ホテルで50分間交渉して気心が知れる
そこで僕は、ホテルで多めに両替してもらおうと思った。しかし英語で提案してみたがまったく通じない。これは話を単純にしなくてはだめかもしれない……と、まず、「ホテル代をアメリカドルで払ってもいいでしょうか」と口にした。この内容を理解してもらうのに20分かかった。
続いて僕は1枚のメモ用紙をとり出した。金の流れを図示しながら、こう説明した。
「はじめにホテル代の20ドルを渡すでしょ。その次に、さらに20ドル渡す。この20ドルをキルギスソムに両替してくれないでしょうか」
この話を理解してもらうのに30分かかった。ようやく通じたときは、ぐったりと疲れてしまった。しかしキルギス人は人がいい。「そんなに空腹なら、スーパーまで案内しよう」とホテルのスタッフは腰をあげた。もちろん、その会話は英語ではない。支払いの話を50分もしているうちに、どことなく気心もわかってくる。相手の意図がなんとなくわかるようになってくるのだ。

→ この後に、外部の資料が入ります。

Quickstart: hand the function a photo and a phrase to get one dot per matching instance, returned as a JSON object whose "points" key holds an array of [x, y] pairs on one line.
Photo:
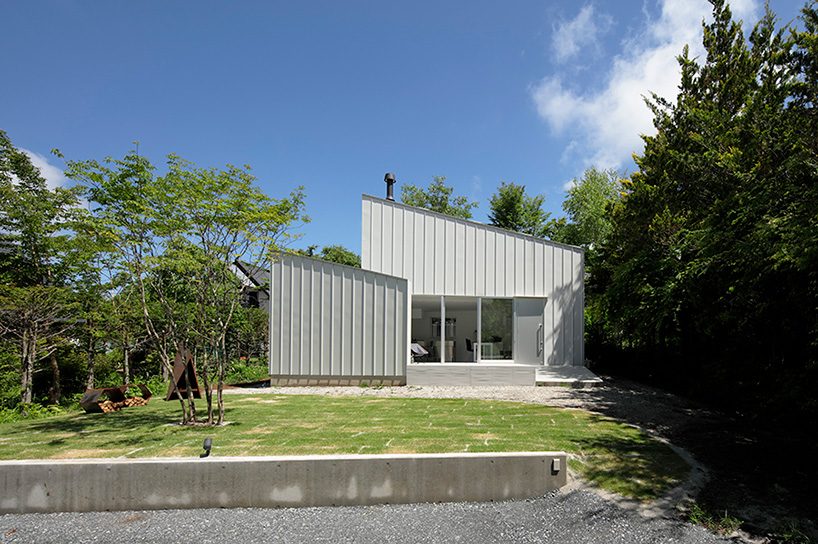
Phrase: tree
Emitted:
{"points": [[512, 209], [711, 259], [334, 254], [37, 224], [341, 255], [438, 198], [176, 237], [588, 206]]}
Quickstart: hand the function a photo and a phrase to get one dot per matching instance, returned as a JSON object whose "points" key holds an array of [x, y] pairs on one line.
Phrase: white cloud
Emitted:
{"points": [[607, 124], [53, 175], [568, 185], [581, 32]]}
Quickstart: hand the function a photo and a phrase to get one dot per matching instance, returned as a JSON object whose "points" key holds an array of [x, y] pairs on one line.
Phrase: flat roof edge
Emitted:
{"points": [[365, 196]]}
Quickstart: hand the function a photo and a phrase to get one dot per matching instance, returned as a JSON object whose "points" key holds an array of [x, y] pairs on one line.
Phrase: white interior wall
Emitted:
{"points": [[442, 255]]}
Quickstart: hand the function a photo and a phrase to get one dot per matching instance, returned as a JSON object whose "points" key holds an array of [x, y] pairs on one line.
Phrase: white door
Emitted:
{"points": [[529, 336]]}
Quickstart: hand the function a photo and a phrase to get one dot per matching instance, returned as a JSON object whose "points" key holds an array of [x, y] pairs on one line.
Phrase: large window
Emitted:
{"points": [[462, 329], [496, 317]]}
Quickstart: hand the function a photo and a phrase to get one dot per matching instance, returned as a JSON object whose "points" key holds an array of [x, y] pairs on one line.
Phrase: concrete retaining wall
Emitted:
{"points": [[265, 482]]}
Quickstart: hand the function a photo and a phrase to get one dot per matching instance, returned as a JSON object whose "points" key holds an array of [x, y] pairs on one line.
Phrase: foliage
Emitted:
{"points": [[438, 198], [334, 254], [513, 209], [611, 455], [247, 371], [38, 262], [588, 206], [341, 255], [175, 238], [713, 255]]}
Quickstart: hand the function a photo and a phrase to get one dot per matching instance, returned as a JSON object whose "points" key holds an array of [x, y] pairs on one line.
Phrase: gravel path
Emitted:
{"points": [[575, 517]]}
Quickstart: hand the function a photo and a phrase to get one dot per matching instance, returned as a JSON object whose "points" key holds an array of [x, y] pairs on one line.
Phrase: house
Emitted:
{"points": [[486, 305]]}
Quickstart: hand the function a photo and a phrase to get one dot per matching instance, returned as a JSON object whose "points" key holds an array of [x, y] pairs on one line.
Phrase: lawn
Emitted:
{"points": [[608, 454]]}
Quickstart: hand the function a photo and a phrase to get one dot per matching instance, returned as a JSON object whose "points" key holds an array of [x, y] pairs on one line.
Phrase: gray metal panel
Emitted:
{"points": [[334, 320], [442, 255]]}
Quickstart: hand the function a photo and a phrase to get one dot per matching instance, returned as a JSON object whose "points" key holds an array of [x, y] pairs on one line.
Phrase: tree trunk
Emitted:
{"points": [[29, 349], [126, 365], [55, 392], [204, 374], [89, 383], [220, 386]]}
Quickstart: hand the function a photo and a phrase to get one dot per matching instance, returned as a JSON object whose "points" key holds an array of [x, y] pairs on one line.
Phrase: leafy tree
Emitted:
{"points": [[175, 237], [712, 258], [438, 198], [340, 255], [334, 254], [36, 303], [512, 209], [588, 206]]}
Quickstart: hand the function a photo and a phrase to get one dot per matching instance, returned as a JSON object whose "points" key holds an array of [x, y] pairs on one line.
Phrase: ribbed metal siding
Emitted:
{"points": [[331, 320], [442, 255]]}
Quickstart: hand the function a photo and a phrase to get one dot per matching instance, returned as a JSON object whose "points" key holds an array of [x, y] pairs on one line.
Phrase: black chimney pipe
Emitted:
{"points": [[389, 178]]}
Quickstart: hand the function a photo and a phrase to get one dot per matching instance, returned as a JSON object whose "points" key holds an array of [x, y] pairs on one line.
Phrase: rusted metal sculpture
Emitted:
{"points": [[183, 360]]}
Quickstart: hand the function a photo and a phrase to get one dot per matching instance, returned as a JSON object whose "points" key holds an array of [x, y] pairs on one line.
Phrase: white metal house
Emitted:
{"points": [[488, 306]]}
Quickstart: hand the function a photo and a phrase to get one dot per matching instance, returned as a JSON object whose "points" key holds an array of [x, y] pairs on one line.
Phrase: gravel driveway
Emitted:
{"points": [[575, 517], [571, 516]]}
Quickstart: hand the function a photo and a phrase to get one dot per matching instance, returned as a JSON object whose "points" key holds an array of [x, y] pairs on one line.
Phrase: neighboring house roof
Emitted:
{"points": [[258, 276]]}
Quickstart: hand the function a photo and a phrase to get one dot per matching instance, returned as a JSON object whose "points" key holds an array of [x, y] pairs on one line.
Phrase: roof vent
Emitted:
{"points": [[389, 178]]}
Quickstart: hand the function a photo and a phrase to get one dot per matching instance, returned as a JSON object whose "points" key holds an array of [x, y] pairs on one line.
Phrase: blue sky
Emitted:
{"points": [[332, 95]]}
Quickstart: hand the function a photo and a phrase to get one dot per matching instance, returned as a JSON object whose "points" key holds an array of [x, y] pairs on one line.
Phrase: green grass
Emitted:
{"points": [[608, 454], [718, 522]]}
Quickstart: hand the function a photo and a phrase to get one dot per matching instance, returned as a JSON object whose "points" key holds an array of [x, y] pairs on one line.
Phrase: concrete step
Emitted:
{"points": [[566, 376]]}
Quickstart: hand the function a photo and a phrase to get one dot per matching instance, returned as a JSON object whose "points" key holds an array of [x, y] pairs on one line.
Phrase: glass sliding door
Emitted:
{"points": [[496, 329], [426, 333]]}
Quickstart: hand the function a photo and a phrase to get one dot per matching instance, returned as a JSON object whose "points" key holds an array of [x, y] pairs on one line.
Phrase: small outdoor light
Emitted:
{"points": [[207, 445]]}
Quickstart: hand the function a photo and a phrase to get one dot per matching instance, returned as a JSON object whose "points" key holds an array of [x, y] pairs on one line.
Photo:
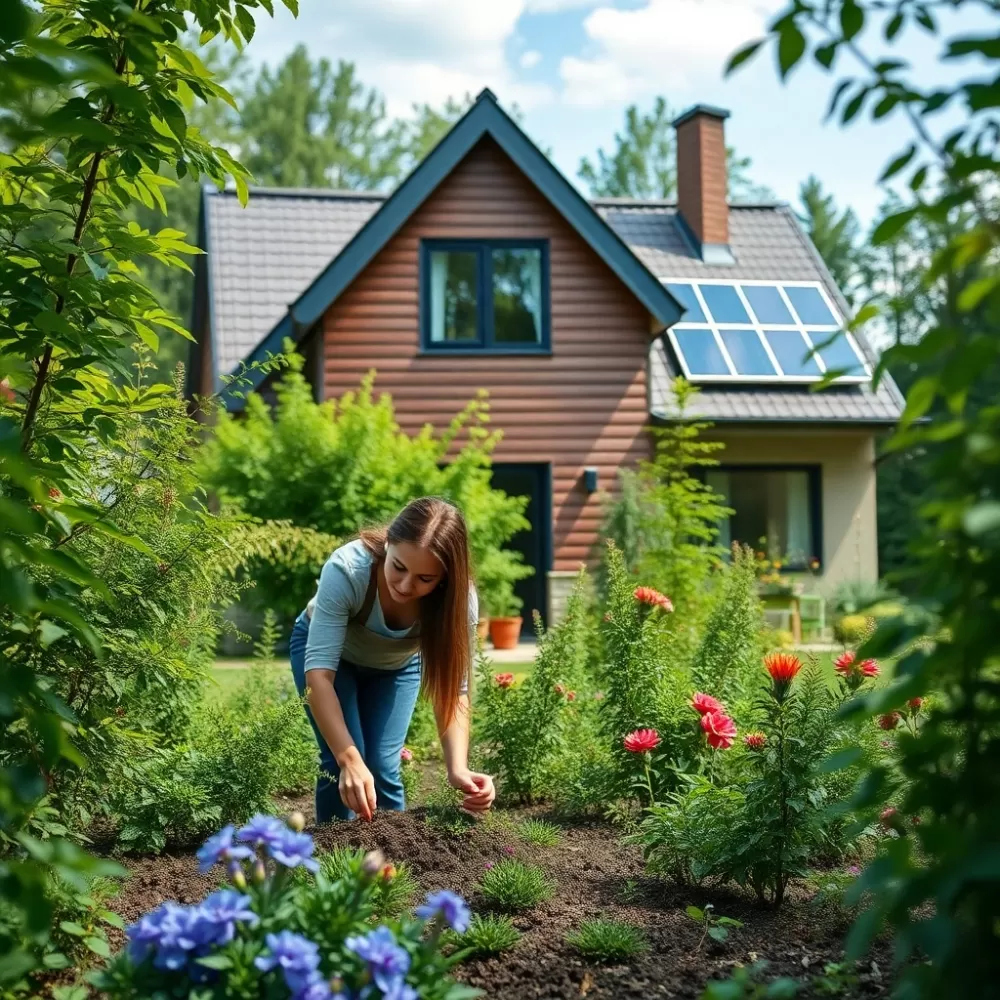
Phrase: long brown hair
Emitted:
{"points": [[445, 649]]}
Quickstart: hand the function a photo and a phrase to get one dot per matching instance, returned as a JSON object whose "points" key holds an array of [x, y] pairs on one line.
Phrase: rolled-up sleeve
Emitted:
{"points": [[336, 600]]}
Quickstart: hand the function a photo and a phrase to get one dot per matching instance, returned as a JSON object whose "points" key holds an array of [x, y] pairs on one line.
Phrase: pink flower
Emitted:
{"points": [[642, 741], [704, 703], [647, 595], [844, 663], [720, 730], [870, 668]]}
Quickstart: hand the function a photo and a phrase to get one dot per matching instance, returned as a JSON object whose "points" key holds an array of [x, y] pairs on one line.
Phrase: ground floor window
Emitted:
{"points": [[777, 508]]}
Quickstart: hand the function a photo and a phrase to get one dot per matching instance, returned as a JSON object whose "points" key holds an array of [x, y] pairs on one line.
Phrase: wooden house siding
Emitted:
{"points": [[585, 405]]}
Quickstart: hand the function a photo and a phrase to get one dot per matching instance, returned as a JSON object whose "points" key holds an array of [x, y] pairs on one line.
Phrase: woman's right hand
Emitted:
{"points": [[357, 786]]}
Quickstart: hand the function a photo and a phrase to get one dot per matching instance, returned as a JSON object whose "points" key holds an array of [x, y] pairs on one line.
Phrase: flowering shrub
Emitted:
{"points": [[272, 934]]}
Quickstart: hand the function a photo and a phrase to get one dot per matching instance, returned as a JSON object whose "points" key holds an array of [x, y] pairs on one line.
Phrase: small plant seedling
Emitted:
{"points": [[489, 934], [604, 940], [717, 928], [515, 886], [540, 833]]}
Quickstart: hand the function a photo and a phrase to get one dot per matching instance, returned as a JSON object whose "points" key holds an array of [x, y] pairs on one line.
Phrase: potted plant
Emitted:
{"points": [[503, 606]]}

海外への旅を前に、「言葉が……」と不安を募らせる人は少なくない。しかし僕はそれほど不自由さを感じることなく、シルクロードの旅を続けてきた。僕が操ることができるのは、片言の英語とタイ語だけだ。シルクロード一帯で使われる言語はまったくといっていいほどわからない。
旅をスムーズに進ませるもの──それは言葉ではないと思っている。表情や目の力、体からにじみ出るエーテルのようなもの……。そんな言葉にならないものでコミュニケーションは成立していく。